Getting back into the all-grain game after a few year hiatus. I have been having issues the past few batches with boring watery results after fermentation. This is especially odd considering I have been brewing stouts which should have pretty robust roasty character. I have read that mash and boil pH which is too high can cause these insipid results. I do not currently measure pH during my process. However, I have been brewing exclusively with R.O. water with 1 tsp of CaCL2 and no lactic/sauermalz per 5 gallons following AJ's water primer for roasty beers. I treat all ~10gallons before brewing.

Could my mash pH still be too high? My most recent recipe reads a lil' something like this:

9.5lb American 2-row
3lb Munich I
1.25lb Flaked barley
1lb Roasted Barley 500L
12oz Chocolate malt 350L

1oz Mosaic @ 60min
0.5oz Mosaic @ 10min
Whirlfloc/yeast nutrient @ 10min

*edit* forgot to mention I mashed this at 154F (measured) for 60 minutes, then sparged with 168F water

Starter of WLP004 Irish ale yeast, cooled in <15 minutes with a copper immersion chiller and manual stirring for a whirlpool. What I would consider quite a bit of cold break does make it into the fermentor. The beers ferment out almost completely in 4-5 days in my fermentation chamber set at 60F (thermometer sticker shows the beer itself at ~65F). I then warm up to around 68F (thermometer sticker temp) for three or four days to let the yeast clean up, then cold crash 48ish hours and keg.

The beers pour perfectly from my picnic tap and look fantastic with a nice thick foam, but are just very boring in both flavor and aroma. Where I expect burnt coffee roast aroma and flavor, I am getting only a very slight astringency with little else of note. Should I focus on measuring mash pH or look at something else first?
 
I plugged these values into the Brewer's Friend water calculator (my standard), and with a 1.5 qt/lb mash thickness, 15.5 lbs of grain as stated, 4.5g (1 tsp) CaCl, and 10 gallons total RO water, it estimates mash pH at room temp as 5.44. That would be just dandy.

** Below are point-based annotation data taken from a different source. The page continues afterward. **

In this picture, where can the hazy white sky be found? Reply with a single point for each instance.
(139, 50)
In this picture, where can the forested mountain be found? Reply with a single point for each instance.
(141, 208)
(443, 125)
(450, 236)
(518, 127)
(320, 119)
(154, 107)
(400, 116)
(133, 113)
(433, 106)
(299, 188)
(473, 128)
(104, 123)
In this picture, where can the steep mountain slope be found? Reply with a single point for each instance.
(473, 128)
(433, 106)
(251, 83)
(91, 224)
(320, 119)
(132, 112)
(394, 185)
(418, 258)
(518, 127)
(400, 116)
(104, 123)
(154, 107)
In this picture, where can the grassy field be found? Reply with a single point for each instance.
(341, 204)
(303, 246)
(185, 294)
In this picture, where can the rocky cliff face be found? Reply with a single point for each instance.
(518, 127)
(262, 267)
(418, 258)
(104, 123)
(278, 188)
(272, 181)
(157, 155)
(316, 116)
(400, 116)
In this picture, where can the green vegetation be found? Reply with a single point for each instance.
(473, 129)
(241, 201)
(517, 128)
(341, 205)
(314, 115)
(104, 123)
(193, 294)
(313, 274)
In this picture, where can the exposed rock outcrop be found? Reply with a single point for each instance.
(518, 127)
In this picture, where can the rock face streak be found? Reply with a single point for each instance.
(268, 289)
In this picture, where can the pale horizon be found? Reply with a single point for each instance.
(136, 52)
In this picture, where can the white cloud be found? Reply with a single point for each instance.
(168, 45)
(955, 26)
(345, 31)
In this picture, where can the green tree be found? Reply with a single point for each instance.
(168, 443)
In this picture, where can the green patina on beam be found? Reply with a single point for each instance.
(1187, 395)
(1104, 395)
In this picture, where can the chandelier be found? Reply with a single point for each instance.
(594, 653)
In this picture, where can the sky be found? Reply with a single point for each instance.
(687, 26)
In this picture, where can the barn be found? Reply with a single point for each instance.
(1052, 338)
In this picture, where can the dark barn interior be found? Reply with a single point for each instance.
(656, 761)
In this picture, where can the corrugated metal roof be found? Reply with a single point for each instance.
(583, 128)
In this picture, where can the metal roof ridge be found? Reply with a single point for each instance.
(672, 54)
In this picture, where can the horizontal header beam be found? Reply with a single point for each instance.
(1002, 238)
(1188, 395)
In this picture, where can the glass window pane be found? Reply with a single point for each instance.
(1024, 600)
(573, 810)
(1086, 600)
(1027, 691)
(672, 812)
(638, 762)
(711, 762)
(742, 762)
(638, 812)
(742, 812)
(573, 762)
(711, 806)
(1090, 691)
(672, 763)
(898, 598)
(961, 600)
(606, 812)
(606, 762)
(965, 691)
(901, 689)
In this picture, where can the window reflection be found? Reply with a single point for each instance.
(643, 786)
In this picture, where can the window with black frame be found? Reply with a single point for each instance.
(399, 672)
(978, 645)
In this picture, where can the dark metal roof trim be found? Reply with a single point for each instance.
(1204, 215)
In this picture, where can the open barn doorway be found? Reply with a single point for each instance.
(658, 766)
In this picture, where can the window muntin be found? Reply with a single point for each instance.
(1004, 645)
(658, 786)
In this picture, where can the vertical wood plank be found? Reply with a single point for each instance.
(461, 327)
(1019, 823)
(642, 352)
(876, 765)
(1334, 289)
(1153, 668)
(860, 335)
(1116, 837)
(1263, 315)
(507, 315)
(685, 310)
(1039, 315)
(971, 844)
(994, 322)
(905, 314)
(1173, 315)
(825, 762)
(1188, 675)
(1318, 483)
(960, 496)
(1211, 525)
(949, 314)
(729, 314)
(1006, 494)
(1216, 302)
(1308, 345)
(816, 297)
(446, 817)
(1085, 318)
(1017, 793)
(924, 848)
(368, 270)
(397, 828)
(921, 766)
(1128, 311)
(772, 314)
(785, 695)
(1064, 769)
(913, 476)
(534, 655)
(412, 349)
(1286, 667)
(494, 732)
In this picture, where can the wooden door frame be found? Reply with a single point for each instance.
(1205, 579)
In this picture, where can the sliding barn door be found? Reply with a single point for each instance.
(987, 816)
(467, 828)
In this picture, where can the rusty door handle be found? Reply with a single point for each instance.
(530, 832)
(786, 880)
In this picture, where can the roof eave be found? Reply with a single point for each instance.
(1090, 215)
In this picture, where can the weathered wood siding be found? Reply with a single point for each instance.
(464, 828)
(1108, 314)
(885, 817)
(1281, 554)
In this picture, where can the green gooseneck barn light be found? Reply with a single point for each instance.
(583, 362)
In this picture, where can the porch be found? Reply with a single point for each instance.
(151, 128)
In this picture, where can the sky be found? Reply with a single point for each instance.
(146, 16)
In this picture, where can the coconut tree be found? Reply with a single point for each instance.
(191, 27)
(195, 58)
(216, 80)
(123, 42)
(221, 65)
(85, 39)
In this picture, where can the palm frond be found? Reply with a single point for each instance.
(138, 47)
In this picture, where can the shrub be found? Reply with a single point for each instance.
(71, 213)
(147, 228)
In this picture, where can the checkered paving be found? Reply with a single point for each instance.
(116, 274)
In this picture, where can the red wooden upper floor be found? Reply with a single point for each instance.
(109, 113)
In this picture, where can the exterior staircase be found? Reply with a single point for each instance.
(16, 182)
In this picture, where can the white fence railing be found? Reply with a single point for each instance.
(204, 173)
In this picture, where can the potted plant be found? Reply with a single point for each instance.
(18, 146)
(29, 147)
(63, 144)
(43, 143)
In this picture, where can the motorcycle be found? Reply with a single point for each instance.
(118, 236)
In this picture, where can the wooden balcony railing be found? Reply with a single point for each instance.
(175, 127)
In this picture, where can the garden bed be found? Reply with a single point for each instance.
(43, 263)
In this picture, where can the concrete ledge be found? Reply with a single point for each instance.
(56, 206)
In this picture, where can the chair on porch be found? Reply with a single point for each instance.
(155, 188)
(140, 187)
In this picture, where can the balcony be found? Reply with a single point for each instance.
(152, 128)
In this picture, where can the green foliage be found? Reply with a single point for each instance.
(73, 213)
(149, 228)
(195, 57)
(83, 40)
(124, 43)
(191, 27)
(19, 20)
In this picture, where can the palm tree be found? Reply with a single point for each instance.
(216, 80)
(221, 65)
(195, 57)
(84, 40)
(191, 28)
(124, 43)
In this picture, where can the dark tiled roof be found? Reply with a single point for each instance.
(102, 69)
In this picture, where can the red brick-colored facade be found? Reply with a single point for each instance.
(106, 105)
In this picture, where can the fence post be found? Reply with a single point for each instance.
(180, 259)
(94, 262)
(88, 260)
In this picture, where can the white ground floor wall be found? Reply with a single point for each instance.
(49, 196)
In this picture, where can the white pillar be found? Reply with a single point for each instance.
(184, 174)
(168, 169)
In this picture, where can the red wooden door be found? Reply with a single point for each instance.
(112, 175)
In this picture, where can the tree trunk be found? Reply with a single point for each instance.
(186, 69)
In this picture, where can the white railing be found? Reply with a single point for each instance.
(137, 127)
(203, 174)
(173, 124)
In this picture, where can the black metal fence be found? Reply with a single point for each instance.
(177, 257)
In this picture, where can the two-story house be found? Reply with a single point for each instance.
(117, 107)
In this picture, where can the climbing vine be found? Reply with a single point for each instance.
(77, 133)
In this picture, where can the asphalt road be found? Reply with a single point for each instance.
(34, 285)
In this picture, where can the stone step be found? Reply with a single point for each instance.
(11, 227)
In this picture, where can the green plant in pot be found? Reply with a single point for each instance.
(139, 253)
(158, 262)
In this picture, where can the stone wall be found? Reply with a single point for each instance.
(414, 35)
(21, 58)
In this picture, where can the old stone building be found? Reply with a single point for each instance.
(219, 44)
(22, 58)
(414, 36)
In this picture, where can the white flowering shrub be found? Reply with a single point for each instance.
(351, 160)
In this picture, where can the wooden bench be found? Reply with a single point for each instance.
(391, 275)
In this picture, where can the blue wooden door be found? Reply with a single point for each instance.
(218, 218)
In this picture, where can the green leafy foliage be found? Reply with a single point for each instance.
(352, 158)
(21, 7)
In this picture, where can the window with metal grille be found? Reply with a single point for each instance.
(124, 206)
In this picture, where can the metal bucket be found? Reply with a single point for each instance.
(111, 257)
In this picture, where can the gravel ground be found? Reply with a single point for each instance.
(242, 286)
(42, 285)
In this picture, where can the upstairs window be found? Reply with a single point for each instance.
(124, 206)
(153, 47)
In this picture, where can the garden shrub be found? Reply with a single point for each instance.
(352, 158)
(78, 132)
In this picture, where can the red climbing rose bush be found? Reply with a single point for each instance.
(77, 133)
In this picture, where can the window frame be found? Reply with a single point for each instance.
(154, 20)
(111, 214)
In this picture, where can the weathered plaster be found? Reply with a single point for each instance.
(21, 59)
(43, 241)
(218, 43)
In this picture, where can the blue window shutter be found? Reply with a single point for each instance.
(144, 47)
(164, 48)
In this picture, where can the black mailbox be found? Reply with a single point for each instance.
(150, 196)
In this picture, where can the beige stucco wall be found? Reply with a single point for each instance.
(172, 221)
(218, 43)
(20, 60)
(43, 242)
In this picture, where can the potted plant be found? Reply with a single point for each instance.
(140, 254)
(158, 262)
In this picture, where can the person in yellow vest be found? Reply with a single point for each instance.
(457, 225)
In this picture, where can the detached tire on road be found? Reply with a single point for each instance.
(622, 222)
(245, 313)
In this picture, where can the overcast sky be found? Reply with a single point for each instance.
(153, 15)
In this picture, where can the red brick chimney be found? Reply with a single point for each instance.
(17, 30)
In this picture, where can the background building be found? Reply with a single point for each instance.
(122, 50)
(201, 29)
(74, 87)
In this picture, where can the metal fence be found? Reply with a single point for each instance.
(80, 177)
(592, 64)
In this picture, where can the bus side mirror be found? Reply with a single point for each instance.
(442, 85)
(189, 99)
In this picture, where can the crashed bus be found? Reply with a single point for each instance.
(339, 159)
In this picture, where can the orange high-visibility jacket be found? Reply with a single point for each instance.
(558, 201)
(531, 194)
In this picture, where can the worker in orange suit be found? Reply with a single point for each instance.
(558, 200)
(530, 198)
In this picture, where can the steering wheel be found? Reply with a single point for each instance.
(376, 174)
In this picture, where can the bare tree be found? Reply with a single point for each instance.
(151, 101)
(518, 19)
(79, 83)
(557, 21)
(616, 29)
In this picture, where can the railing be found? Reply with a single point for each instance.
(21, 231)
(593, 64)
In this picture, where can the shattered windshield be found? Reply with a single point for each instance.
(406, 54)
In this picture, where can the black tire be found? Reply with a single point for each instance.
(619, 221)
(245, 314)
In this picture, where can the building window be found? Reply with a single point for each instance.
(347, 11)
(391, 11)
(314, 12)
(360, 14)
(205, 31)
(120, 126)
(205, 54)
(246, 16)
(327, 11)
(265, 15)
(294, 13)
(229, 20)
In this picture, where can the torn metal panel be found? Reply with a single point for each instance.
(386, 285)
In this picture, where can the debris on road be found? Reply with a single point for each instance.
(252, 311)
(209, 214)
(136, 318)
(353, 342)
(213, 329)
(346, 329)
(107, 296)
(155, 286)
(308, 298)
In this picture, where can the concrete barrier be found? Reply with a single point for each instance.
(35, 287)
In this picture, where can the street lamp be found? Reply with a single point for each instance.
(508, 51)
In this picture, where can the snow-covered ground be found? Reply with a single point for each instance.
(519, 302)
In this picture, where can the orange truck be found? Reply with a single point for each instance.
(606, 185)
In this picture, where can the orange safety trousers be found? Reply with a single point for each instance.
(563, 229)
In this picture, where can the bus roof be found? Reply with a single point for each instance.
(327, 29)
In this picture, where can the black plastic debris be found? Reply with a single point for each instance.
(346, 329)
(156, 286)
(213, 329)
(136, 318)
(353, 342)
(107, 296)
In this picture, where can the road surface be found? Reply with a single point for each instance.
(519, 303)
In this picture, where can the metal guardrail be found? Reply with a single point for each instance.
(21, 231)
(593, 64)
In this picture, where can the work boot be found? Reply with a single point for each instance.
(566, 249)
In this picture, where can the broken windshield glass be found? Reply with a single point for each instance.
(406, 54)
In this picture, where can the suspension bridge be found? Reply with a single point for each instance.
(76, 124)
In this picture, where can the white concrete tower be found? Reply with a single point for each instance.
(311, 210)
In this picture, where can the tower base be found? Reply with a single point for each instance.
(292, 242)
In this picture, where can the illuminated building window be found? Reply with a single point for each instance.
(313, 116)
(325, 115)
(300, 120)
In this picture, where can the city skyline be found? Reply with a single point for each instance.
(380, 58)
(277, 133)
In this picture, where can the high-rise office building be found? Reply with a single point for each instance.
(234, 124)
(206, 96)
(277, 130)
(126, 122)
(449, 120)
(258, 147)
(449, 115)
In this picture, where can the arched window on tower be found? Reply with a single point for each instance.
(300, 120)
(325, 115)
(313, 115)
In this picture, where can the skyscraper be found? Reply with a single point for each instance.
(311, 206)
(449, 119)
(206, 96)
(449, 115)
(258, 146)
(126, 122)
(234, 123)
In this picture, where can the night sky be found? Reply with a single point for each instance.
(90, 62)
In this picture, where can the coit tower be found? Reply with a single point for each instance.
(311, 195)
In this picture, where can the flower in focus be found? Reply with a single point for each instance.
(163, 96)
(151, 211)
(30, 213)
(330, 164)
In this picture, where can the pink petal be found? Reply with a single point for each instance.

The water mineral content shows Ca as only 32 ppm, and Chloride as 57 ppm. No other minerals register (Mg, Na, SO4, etc.). Still, with 11% roasted malts, I'd expect some flavor... that's odd. If your mash pH was really too high, you'd probably have some obvious unpleasant flavors - not NO flavor.

Did you use 1 or 2 tsp of CaCl? If you used 2, mash pH is showing 5.4 (still fine), with Ca at 65 and Cl at 114. That would be marginally better from a mineral perspective, especially the Ca.

Any chance of oxidation somewhere in the process? Do let stouts sit in the package for 2-3 weeks before they come into their own, just a thought.
 
I used 2 tsp total for ~9.5 gallons, so slightly more than 1tsp per 5 gallons. I do collect my runnings in a separate aluminum pot and pour them from there into the stainless steel kettle before boiling. Could that be causing enough hot side aeration to cause problems? I have used this method in years past without issue.
 
So your mash pH was marginally lower, and minerals a bit higher... But I'd not imagine the results to be problematic. And I highly doubt your wort collection process is an issue. Maybe the beer just needs some time? Sorry not to be of any real help.
 
Realizing now that I just may need more roasted malts to get the roasted flavor I am looking for in a beer this size. Will bump the roast to ~20% for the next batch instead of ~13%.